Although the Internet can connect people from across the globe, 14-year-old Emma Lugner uses it to meet other kids in Park City.

Lugner is a veteran user of the MySpace.com, the popular Web site that makes blogging simple. People can log on to write journal entries, post pictures, and meet new friends. "You meet people from Park City, people from everywhere really," said the Treasure Mountain International School student. "I am friends with some people I know from Heber and Kamas, but mostly just kids at school." MySpace is free and requires no hard or software beyond an Internet connection. Posting on the Web site also requires no real computer knowledge beyond basic Internet proficiency. MySpacers customize their own site with the images and text they want to use. Park City High School senior Kelli Tompkins uses MySpace to keep in contact with friends who have moved. "I guess it’s just the most efficient way for me to keep in touch with them," said Tompkins. She just uses it for email, but a lot of Park City teens use it to blog or post pictures from dances or other events. Park City High School junior Stephanie Stoler said, "It’s a fun environment, you have the ability to meet a lot of cool people from around the world that see something on your profile that catches their eye. The ability to share pictures is a great feature, and having a lot of my favorite bands use MySpace is very cool indeed. I enjoy the bulletin factor, which give you a chance to shout something out to all of your friends at once." Park City High School 2005 graduate Elizabeth Leader uses MySpace to keep in contact with friends while she’s at Claremont Mckenna College in California. In one blog, she writes: "Hello my lovelies. I miss you and am thinking of you all often. But college life is treating me very nicely. I would be ecstatic if you dropped me a note (if even a free postcard from a restaurant). Or the bill for something of yours I damaged. That works too." Parents: up and in your business? "I like MySpace because it’s only between you and your friends really," Lugner said. "Your parents aren’t always up and in your business. It’s a more advanced email connection, you can see pictures.
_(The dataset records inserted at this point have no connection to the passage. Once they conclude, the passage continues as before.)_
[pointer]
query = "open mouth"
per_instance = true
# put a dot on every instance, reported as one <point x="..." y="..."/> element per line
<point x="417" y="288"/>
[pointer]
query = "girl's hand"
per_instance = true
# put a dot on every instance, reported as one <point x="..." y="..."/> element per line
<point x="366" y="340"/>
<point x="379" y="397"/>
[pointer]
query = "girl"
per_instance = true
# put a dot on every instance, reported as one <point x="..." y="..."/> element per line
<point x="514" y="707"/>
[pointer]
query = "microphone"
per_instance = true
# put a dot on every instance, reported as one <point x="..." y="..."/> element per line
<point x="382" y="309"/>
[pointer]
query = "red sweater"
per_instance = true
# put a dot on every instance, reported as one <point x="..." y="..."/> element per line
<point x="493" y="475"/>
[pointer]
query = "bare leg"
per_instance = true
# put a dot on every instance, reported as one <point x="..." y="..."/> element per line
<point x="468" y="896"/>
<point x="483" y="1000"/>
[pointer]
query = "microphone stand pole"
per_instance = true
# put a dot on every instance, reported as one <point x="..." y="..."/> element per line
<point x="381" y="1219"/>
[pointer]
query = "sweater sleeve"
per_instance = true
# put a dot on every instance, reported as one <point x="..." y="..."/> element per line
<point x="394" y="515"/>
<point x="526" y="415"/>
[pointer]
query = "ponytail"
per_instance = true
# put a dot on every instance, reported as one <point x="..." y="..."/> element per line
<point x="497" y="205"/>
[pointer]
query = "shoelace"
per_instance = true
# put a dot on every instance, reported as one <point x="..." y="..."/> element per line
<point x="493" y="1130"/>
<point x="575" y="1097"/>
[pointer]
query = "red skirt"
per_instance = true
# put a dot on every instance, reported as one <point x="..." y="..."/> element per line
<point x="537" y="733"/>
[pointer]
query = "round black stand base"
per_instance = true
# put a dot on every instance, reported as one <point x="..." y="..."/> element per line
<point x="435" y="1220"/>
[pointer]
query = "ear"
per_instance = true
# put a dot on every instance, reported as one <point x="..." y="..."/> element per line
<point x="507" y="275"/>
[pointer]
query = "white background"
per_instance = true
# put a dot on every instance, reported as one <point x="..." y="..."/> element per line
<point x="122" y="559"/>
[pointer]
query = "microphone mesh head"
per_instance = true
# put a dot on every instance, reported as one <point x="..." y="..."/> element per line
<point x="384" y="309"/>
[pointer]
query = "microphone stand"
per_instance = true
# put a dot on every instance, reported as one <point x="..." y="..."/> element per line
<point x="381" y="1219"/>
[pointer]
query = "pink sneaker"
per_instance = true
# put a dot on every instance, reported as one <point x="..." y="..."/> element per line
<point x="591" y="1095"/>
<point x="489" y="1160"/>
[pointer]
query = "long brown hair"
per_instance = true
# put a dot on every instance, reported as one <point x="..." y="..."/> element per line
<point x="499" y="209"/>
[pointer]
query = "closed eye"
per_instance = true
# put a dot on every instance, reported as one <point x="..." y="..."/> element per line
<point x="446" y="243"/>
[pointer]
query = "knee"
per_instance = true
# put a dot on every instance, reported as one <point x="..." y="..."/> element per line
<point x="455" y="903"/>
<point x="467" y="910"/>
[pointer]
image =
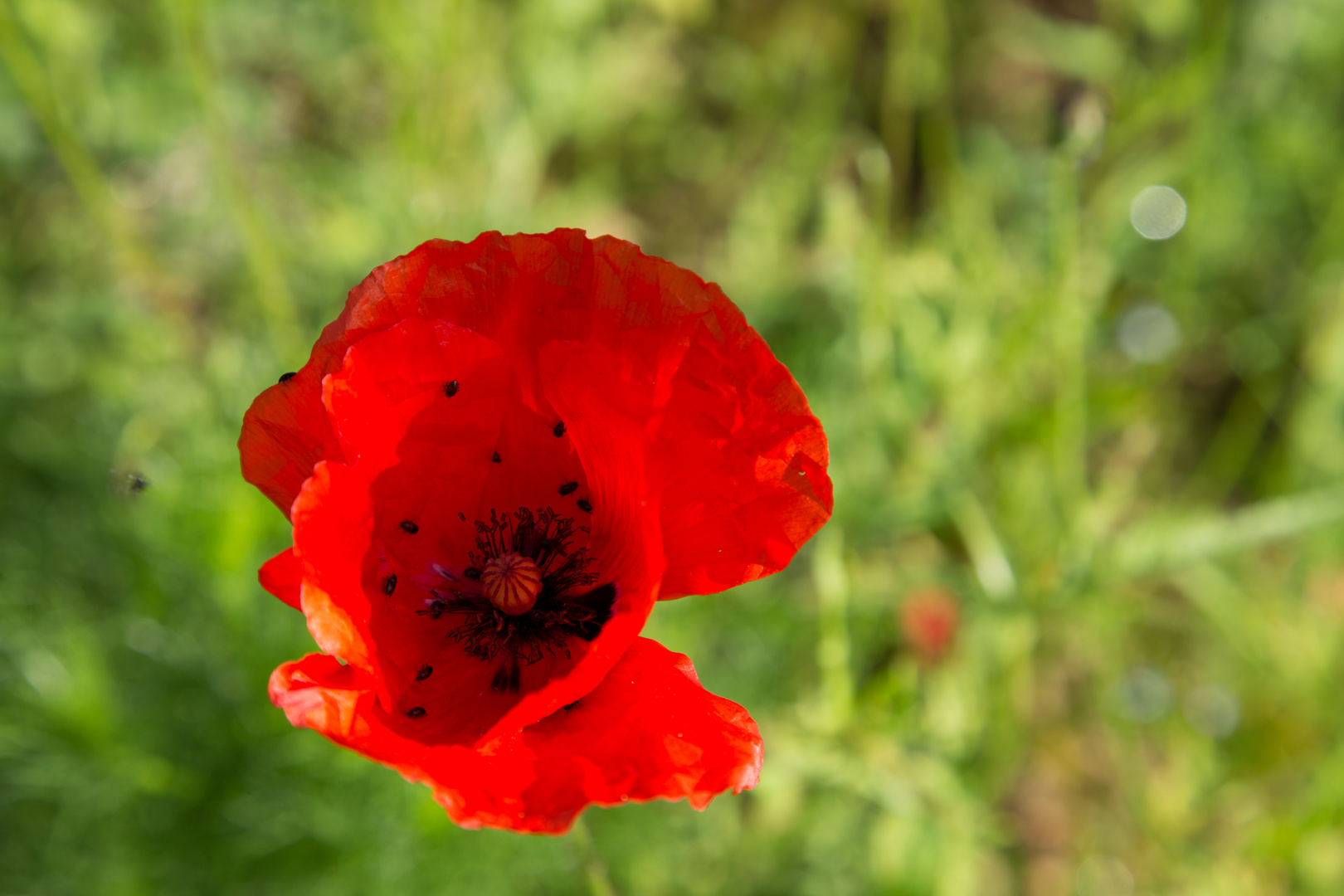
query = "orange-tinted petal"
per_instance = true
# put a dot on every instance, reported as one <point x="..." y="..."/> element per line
<point x="648" y="731"/>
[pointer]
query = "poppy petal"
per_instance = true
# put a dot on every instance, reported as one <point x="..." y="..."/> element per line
<point x="734" y="455"/>
<point x="422" y="457"/>
<point x="650" y="731"/>
<point x="283" y="577"/>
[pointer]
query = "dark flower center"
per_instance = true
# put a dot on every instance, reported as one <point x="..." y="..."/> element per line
<point x="533" y="592"/>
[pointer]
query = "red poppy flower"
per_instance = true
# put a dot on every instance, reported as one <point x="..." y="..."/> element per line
<point x="494" y="461"/>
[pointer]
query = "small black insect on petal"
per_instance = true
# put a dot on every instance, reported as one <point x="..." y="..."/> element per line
<point x="436" y="610"/>
<point x="509" y="677"/>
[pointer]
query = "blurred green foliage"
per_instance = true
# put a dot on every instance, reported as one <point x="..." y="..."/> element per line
<point x="1122" y="457"/>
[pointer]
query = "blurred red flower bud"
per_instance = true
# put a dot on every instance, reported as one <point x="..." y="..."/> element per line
<point x="929" y="621"/>
<point x="496" y="460"/>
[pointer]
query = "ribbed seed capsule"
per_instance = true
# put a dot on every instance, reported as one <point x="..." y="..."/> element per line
<point x="513" y="583"/>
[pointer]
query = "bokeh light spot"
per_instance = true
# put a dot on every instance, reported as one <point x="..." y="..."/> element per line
<point x="1157" y="212"/>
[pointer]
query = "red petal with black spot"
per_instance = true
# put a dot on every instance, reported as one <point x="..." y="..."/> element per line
<point x="496" y="460"/>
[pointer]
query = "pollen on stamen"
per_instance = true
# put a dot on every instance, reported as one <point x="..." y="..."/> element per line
<point x="513" y="583"/>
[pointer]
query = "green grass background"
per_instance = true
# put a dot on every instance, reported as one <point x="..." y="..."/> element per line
<point x="925" y="207"/>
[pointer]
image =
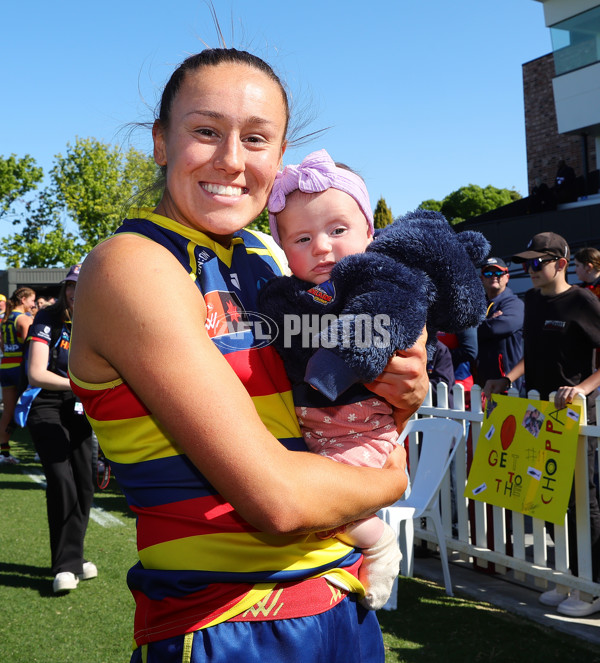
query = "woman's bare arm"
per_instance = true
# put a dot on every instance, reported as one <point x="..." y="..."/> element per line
<point x="37" y="370"/>
<point x="190" y="388"/>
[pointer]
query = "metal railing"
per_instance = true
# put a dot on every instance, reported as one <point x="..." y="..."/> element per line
<point x="499" y="540"/>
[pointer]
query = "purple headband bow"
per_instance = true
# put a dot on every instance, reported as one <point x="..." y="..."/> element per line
<point x="316" y="173"/>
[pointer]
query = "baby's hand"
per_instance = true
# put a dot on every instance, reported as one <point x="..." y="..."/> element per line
<point x="404" y="382"/>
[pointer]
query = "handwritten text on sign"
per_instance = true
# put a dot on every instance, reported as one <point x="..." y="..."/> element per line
<point x="525" y="457"/>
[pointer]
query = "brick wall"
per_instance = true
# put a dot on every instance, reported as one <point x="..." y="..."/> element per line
<point x="545" y="146"/>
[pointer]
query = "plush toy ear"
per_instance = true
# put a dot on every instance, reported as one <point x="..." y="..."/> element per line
<point x="475" y="244"/>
You don’t have to use the phone for people who are long distance."

In fact, some of the material posted on MySpace could get teens in trouble. Max, a 17-year-old Parkite who uses MySpace under the screen name Maxipad, emailed The Park Record.
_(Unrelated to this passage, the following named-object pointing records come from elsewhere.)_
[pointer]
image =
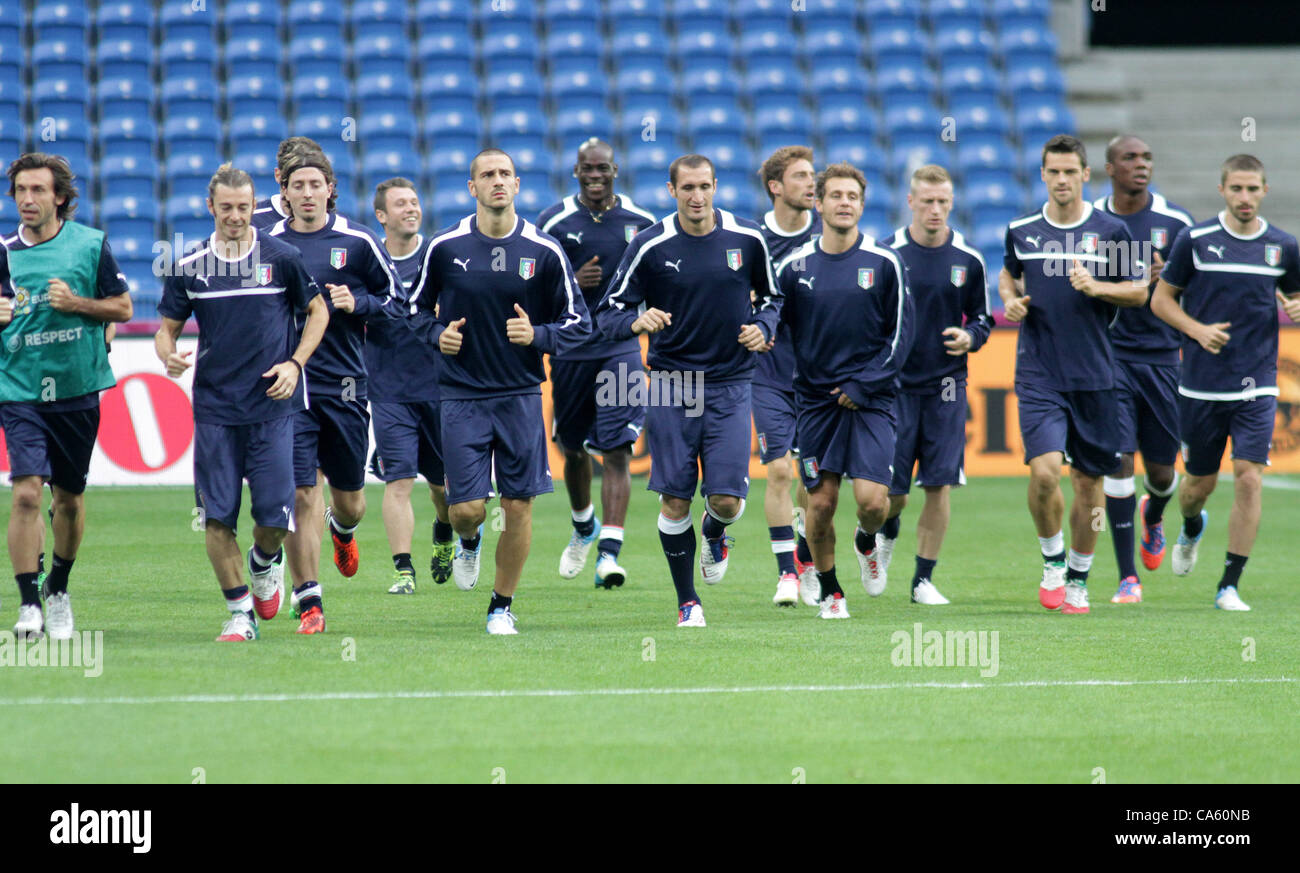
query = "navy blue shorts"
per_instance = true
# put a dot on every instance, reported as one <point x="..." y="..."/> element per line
<point x="226" y="455"/>
<point x="857" y="443"/>
<point x="599" y="404"/>
<point x="407" y="441"/>
<point x="931" y="433"/>
<point x="774" y="422"/>
<point x="502" y="435"/>
<point x="55" y="446"/>
<point x="1148" y="411"/>
<point x="1207" y="425"/>
<point x="1084" y="425"/>
<point x="333" y="435"/>
<point x="709" y="431"/>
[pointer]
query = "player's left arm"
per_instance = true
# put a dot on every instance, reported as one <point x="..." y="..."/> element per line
<point x="571" y="322"/>
<point x="112" y="300"/>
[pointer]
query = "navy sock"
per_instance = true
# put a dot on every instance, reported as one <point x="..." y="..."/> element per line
<point x="801" y="548"/>
<point x="310" y="595"/>
<point x="59" y="570"/>
<point x="1119" y="513"/>
<point x="680" y="551"/>
<point x="27" y="589"/>
<point x="780" y="535"/>
<point x="498" y="602"/>
<point x="1233" y="568"/>
<point x="830" y="585"/>
<point x="239" y="594"/>
<point x="865" y="542"/>
<point x="924" y="570"/>
<point x="1156" y="507"/>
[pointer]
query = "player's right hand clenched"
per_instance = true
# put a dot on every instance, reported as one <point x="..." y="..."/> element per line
<point x="449" y="343"/>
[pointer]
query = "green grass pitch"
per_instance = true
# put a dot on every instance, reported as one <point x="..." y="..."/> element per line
<point x="601" y="686"/>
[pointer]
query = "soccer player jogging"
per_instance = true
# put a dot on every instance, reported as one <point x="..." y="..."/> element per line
<point x="1145" y="370"/>
<point x="688" y="282"/>
<point x="1220" y="287"/>
<point x="949" y="292"/>
<point x="273" y="209"/>
<point x="846" y="307"/>
<point x="245" y="290"/>
<point x="594" y="226"/>
<point x="505" y="295"/>
<point x="59" y="286"/>
<point x="1075" y="265"/>
<point x="403" y="383"/>
<point x="332" y="435"/>
<point x="792" y="221"/>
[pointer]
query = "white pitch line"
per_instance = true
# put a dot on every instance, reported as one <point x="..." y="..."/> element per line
<point x="610" y="693"/>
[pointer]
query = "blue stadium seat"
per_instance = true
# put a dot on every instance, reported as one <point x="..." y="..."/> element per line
<point x="880" y="13"/>
<point x="956" y="43"/>
<point x="60" y="60"/>
<point x="124" y="98"/>
<point x="128" y="137"/>
<point x="385" y="92"/>
<point x="251" y="20"/>
<point x="312" y="56"/>
<point x="440" y="48"/>
<point x="640" y="44"/>
<point x="450" y="92"/>
<point x="125" y="57"/>
<point x="252" y="56"/>
<point x="316" y="18"/>
<point x="189" y="96"/>
<point x="832" y="46"/>
<point x="381" y="56"/>
<point x="703" y="47"/>
<point x="181" y="20"/>
<point x="506" y="91"/>
<point x="430" y="13"/>
<point x="388" y="131"/>
<point x="190" y="134"/>
<point x="189" y="57"/>
<point x="321" y="95"/>
<point x="124" y="20"/>
<point x="255" y="96"/>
"Park City teens find it okay to meet adults off of MySpace or put pictures of them at their ‘Deer Valley parties’ where they are all drinking or smoking reefer on their pages," Max wrote. He also that sometimes teens form groups against teachers and students and recruit others to these groups and "really hurt people’s feelings." Technically, people have to be 16 to use MySpace, but "it doesn’t really matter" as long as they use it safely, Lugner said. "A lot of parents don’t like their kids using AOL Instant Messenger because you can get messages from people you don’t know, but on MySpace you’re in control of everything," Lugner said.